Defence lawyers for prosecuted whistleblower Bernard Collaery have told Australia’s highest court a push to keep a court judgment secret on national security grounds is unfounded.
The attorney-general’s department argues the release of the unredacted document would have grave implications for Australia’s national security.
Mr Collaery’s submission to the High Court, obtained by the Human Rights Law Centre, says the assertion is “without foundation”.
Mr Collaery’s submission also calls parts of the prosecution’s case to keep the ruling secret “erroneous”.
An initial push to not have the judgment published was refused by an ACT court.

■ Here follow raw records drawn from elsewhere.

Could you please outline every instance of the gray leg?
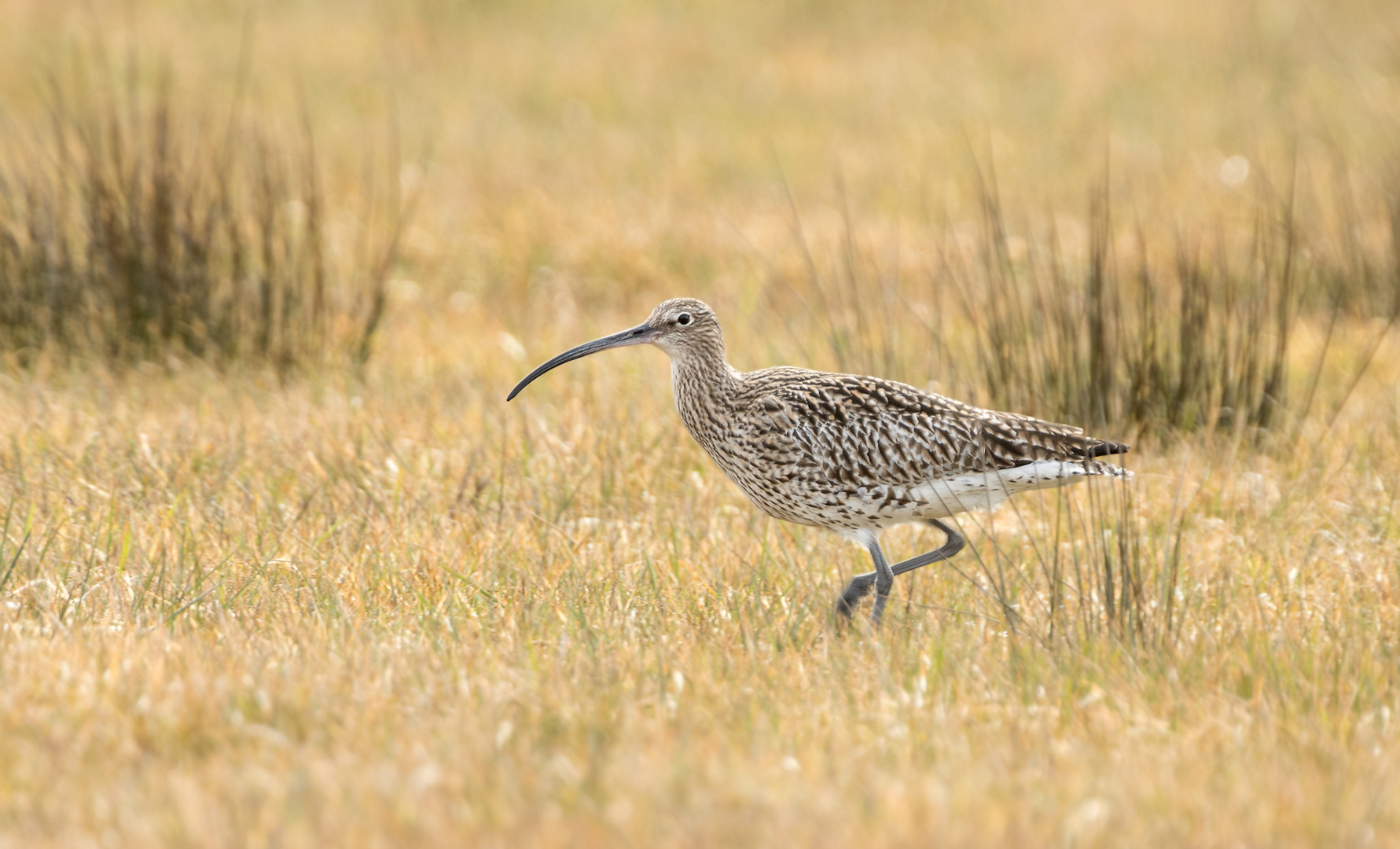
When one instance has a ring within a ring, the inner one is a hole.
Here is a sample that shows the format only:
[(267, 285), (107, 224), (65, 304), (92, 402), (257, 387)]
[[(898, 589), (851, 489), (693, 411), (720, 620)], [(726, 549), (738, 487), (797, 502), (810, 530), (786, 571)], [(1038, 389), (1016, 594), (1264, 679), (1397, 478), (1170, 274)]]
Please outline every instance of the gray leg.
[(879, 628), (879, 621), (885, 618), (885, 602), (889, 601), (889, 591), (895, 588), (895, 570), (885, 560), (885, 552), (879, 549), (879, 542), (871, 542), (871, 559), (875, 560), (875, 607), (871, 608), (871, 628)]
[[(890, 572), (889, 576), (890, 581), (895, 580), (896, 574), (904, 574), (906, 572), (913, 572), (920, 566), (928, 566), (930, 563), (937, 563), (938, 560), (946, 560), (948, 558), (962, 551), (965, 541), (962, 535), (958, 534), (958, 531), (949, 528), (937, 518), (930, 518), (928, 524), (934, 525), (935, 528), (946, 534), (948, 541), (944, 542), (944, 546), (937, 551), (931, 551), (928, 553), (918, 555), (917, 558), (910, 558), (907, 560), (900, 560), (893, 566), (886, 565), (885, 569), (889, 569)], [(879, 552), (879, 545), (871, 549), (871, 558), (875, 560), (875, 572), (867, 572), (865, 574), (857, 574), (855, 577), (853, 577), (850, 586), (846, 587), (846, 591), (841, 593), (841, 597), (836, 601), (836, 612), (840, 614), (841, 616), (846, 616), (847, 619), (851, 618), (851, 614), (855, 612), (855, 605), (860, 602), (861, 598), (865, 597), (867, 593), (871, 591), (871, 587), (874, 587), (876, 580), (879, 579), (881, 566), (885, 563), (885, 555)], [(875, 607), (879, 611), (879, 614), (883, 614), (885, 604), (882, 602), (879, 595), (881, 594), (878, 593), (875, 598)], [(888, 597), (889, 591), (886, 590), (883, 595)], [(878, 625), (879, 623), (878, 615), (872, 612), (871, 621)]]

The Commonwealth then sought leave to have the High Court hear the case, but the court is yet to decide whether it will deliberate on the matter.

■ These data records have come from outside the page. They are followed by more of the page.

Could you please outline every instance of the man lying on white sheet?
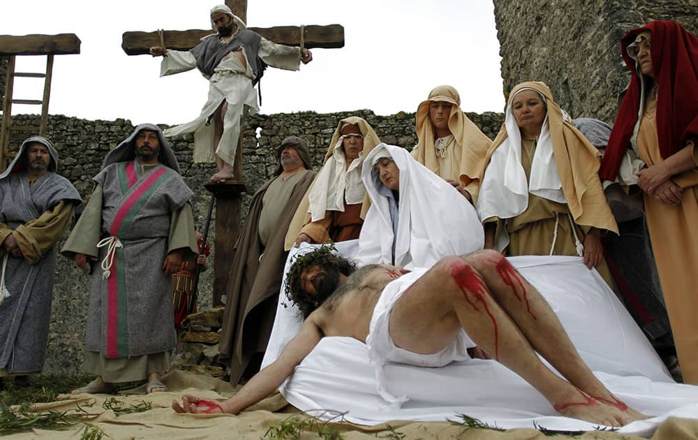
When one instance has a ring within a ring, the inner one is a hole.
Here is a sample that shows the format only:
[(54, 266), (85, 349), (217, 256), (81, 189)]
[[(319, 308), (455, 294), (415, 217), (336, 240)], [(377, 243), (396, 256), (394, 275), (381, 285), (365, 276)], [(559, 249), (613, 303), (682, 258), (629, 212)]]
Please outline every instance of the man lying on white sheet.
[[(237, 413), (274, 391), (322, 337), (345, 336), (366, 343), (372, 357), (433, 367), (465, 358), (465, 346), (474, 345), (470, 338), (564, 416), (608, 426), (645, 418), (596, 379), (553, 310), (500, 254), (446, 257), (423, 274), (371, 265), (347, 277), (350, 263), (317, 252), (319, 259), (306, 254), (297, 261), (304, 269), (289, 275), (306, 320), (279, 359), (221, 404), (185, 395), (182, 404), (172, 403), (174, 411)], [(399, 403), (378, 386), (384, 398)]]

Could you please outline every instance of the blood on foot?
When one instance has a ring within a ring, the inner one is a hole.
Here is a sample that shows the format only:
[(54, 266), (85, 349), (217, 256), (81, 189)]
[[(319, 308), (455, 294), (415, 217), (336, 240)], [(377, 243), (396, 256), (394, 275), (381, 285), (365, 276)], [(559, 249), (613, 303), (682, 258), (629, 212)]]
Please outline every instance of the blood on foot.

The judgment from ACT Chief Justice Helen Murrell which the Commonwealth is trying to stop being published in full derided the prosecution for seeking to have a trial conducted in secret.
HRLC senior lawyer Kieran Pender said the continued pursuit of secrecy in the case “is a damning indictment of the Morrison government’s priorities”.
“Rather than enacting long-overdue reform to whistleblowing laws, the government has gone to the High Court to keep parts of a court judgment that said no to a secret trial itself secret,” he said.
“This latest court battle in the Collaery saga is simply perverse. Whistleblowers should be protected, not punished – and not prosecuted in secret trials.”
Mr Collaery is accused of unlawfully sharing classified information about the alleged bugging operation of the East Timor prime minister by Australian officials in 2004.